«Эвклидов ум» мог бы построить мир исключительно на необходимости, и мир этот был бы исключительно рациональным миром. Все иррациональное было бы из него изгнано. Но Божий мир не имеет Смысла, соизмеримого с «эвклидовым умом». Смысл этот для «эвклидова ума» есть непроницаемая тайна. «Эвклидов ум» ограничен тремя измерениями. Смысл же Божьего мира может быть постигнут, если перейти в четвертое измерение. Свобода есть Истина четвертого измерения, она непостижима в пределах трех измерений. «Эвклидов ум» бессилен разрешить тему о свободе.
Романы Достоевского ставят в тупик юристов, ученых и судей. Оказавшись в вымышленном мире, мы задаем очевидные вопросы: почему существуют бедность и преступления? Почему люди вредят друг другу? Почему невинные страдают? Ответы на эти вопросы, основанные на вере в силу логики и на человеческом критическом дискурсе, никогда не оказываются удовлетворительными, и диалог продолжается. Именно из-за невозможности ответить на эти заданные Достоевским вопросы его произведения сохраняют свое значение и в наше время, а леденяще симметричная, мертвая логика «дважды два четыре» оказывается бессильна.
При всем своем драматическом таланте, Достоевский писал нарративы. В его произведениях всегда важны взаимоотношения между рассказчиком и рассказом. Речь – это действие, ведущее к реальным последствиям. Рассказчики лгут; чем больше они говорят, тем больше удаляются от истины. Перед тем, кто анализирует произведения Достоевского, стоит сложнейшая задача: разгадать моральные конфликты, лежащие в основе повествования, и найти суть под наслоениями лжи. В этой книге я применила рациональный, скептический подход к тому, что говорится и передается с чужих слов на страницах романов Достоевского. При этом выявилась общая закономерность: чем ближе реальное действие, тем правдивее рассказ о нем; чем драматичнее и непосредственнее описание, тем больше мы склонны поверить в его достоверность. Когда персонажи начинают рассказывать друг о друге или цитировать вторичные источники, а также распространять слухи, истина истончается и исчезает.
Достоевский стремится преодолеть ограничения своего жанра, требующего рассказа, а не показа. В результате, как пишет Кэрил Эмерсон, возникает глубинный конфликт между словом и зрительным образом.
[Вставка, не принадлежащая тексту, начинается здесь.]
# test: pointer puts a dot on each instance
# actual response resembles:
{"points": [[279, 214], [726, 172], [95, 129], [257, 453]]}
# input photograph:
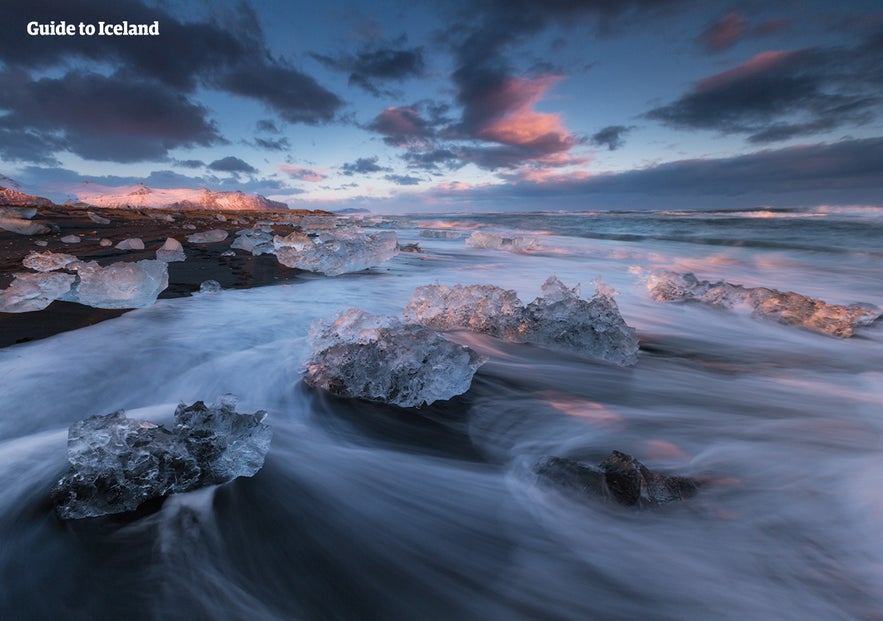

Они взаимодействуют между собой; зрительный образ обретает смысл только в глубоко человеческом молчании – в том великом катарсисе, который приходит, когда наконец удается продраться сквозь слова. Апофатическое чтение требует, чтобы мы читали в обратном направлении, против течения сюжета, ища тот безмолвный зрительный образ, который завершит повествование и выйдет за его пределы. Достоевский начинает с разоблачения заключенных в речи притворства и обмана в тайной драме Макара Девушкина и Вареньки Доброселовой в «Бедных людях» и примера абсолютной бесполезности словесного общения в финале «Белых ночей». Затем он вводит в свои произведения образ иконы, который помещает в центр своих зрелых романов, используя как открытый экфразис, так и зашифрованные визуальные образы: невинная проститутка в центре «Преступления и наказания»; Христос Гольбейна в «Идиоте» (и его нарративное отражение в умирающем Ипполите); картина с изображением Золотого века, Сикстинская Мадонна и зашифрованная икона, состоящая из матери, отца и сына Шатовых в «Бесах»; икона умирающего младенца и матери во сне Дмитрия Карамазова и искаженная, сдвоенная икона с изображениями матери и ребенка из травматического воспоминания его брата Алеши в «Братьях Карамазовых». В каждом случае автор предлагает загадку, ответ на которую очевиден и имманентен, однако скрыт от глаз за многослойной маскировкой.